Issue in using avro-tools


I am trying to use the avro-tools to get the avro schema from avro file. But I am getting the message like saying "file doesn't exist". If I issue "Hadoop fs -ls" command I can see the file. Even I can see the avro file content by giving the path. But if I issue the "avro-tools getschema <avro file path> I am getting file doesn't exist error. Anybody got the same type of error earlier. I also attached the screen shot of the error.




Method 1:-

Move the .avro hdfs file to local by using below command

[cloudera@quickstart~]hdfs dfs -get /user/Mahe/custom_retail_db/orders_AVRO/part-m-00000.avro 

hdfs dfs -get command will copy file from hadoop to local file system.

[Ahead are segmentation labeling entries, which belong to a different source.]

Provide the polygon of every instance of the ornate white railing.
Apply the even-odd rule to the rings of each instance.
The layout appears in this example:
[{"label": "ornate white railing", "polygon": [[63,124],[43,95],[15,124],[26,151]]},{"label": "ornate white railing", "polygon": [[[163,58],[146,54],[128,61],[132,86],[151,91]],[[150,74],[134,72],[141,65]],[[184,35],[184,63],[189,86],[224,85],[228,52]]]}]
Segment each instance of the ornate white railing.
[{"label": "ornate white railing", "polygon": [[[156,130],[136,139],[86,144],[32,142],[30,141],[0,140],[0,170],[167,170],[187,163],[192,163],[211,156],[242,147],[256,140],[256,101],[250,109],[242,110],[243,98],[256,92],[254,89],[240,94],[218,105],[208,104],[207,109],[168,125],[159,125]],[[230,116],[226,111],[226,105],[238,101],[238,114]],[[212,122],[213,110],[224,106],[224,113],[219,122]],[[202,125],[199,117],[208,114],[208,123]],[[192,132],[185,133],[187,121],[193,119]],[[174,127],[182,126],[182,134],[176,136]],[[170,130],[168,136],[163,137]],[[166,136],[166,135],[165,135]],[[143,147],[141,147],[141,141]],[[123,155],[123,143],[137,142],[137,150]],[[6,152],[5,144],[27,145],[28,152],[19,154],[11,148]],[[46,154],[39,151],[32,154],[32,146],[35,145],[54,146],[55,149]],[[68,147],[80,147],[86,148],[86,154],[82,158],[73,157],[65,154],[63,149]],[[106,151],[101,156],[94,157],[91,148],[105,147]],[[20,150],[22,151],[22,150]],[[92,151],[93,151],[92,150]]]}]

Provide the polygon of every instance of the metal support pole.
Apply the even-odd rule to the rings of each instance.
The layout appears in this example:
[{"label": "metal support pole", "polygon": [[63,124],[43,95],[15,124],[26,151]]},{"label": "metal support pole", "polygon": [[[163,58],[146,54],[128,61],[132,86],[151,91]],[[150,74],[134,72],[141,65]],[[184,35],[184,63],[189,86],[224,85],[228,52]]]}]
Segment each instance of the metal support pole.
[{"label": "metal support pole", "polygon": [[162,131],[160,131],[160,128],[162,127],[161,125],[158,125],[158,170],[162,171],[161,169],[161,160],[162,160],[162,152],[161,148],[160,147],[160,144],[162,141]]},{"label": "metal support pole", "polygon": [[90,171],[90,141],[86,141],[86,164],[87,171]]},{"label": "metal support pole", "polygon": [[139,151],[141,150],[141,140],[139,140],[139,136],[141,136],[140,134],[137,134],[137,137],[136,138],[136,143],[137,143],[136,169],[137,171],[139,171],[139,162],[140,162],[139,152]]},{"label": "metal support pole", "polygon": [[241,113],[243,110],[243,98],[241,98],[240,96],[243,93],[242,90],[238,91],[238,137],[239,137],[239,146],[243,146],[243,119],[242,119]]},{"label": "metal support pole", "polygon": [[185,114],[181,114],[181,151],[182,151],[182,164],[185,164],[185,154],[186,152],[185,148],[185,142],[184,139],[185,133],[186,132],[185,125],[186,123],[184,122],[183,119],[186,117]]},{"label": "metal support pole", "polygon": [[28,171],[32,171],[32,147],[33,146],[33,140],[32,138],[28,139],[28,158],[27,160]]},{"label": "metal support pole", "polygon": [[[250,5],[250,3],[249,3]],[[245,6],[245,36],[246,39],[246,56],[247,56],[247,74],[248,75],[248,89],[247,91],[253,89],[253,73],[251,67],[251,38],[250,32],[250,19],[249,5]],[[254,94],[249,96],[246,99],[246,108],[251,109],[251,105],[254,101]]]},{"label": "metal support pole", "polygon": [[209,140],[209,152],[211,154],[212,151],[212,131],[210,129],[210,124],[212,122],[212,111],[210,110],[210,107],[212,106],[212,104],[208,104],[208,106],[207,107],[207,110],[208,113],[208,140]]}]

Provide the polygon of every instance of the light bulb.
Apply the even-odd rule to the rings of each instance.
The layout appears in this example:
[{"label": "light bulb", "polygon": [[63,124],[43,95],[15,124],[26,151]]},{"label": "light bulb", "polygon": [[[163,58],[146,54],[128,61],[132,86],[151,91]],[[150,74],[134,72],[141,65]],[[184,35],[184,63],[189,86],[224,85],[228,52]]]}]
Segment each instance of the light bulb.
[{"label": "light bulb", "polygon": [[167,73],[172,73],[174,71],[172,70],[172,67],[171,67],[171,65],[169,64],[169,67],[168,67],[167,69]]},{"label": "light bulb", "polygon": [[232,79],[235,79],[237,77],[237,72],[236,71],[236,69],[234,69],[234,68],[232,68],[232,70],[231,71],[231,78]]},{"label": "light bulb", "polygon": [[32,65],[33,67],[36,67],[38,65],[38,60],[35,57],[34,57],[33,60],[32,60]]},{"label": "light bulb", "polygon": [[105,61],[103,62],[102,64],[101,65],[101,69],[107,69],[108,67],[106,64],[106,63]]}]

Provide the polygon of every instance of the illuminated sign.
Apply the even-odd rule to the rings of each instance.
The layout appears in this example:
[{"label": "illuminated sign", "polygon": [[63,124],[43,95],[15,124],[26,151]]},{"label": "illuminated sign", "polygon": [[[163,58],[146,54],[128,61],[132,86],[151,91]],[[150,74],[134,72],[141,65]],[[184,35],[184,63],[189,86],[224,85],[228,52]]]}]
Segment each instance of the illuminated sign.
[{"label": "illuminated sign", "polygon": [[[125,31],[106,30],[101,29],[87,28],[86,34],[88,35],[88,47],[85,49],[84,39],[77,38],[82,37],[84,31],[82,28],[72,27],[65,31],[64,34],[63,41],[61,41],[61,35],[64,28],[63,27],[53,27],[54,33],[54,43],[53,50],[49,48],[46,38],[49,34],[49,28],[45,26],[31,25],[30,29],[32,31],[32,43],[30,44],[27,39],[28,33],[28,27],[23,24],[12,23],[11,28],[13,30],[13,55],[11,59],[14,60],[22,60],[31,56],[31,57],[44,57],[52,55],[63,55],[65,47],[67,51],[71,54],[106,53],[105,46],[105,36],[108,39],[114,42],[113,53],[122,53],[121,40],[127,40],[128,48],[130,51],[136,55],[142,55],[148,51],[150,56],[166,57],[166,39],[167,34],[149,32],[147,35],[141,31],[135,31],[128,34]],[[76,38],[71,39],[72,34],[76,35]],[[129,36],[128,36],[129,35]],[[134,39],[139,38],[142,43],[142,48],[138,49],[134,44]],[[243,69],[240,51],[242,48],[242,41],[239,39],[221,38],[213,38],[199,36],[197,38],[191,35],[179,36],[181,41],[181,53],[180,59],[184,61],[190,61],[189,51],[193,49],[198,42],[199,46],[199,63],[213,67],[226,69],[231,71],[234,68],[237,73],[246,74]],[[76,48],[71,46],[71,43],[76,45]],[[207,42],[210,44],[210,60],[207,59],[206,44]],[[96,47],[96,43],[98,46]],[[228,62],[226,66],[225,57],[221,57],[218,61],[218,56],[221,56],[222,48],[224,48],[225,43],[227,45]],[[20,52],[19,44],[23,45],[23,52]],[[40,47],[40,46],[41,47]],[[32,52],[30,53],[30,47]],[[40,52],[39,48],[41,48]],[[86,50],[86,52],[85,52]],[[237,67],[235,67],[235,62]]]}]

[cloudera@quickstart~]ls-ltr //list all the files by sorting time modified
[cloudera@quickstart~]avro-tools getschema part-m-00000.avro

Avro-tools utility will expects file to be in local file system not in hadoop. That's the reason why you are getting part-m-00000.avro does not exist.


Method 2:-

If you want to get schema from HDFS file instead of copy the file to Local file system then

You need to download avro tools dependencies from below link


Click on Download button, once you download is completed then move avro-tools-1.8.1.jar to local file system..

then run

[cloudera@quickstart~]hadoop jar <path-to>/avro-tools-1.8.1.jar getschema /user/Mahe/custom_retail_db/orders_AVRO/part-m-00000.avro |hdfs dfs -put -f - /user/Mahe/avro_schema.avsc

In this command we are using hadoop file path and extracting the schema and storing the schema to avro_schema.avsc file in /user/Mahe directory.

[cloudera@quickstart~]hdfs dfs -cat /user/Mahe/avro_schema.avsc  //to cat the contents of avro_schema.avsc file

In this way you can get schema from the .avro file, you can choose the best way for your case.

Re: Issue in using avro-tools


Thanks, Shu.. The problem is fixed after I move the file to local. Thanks for the response.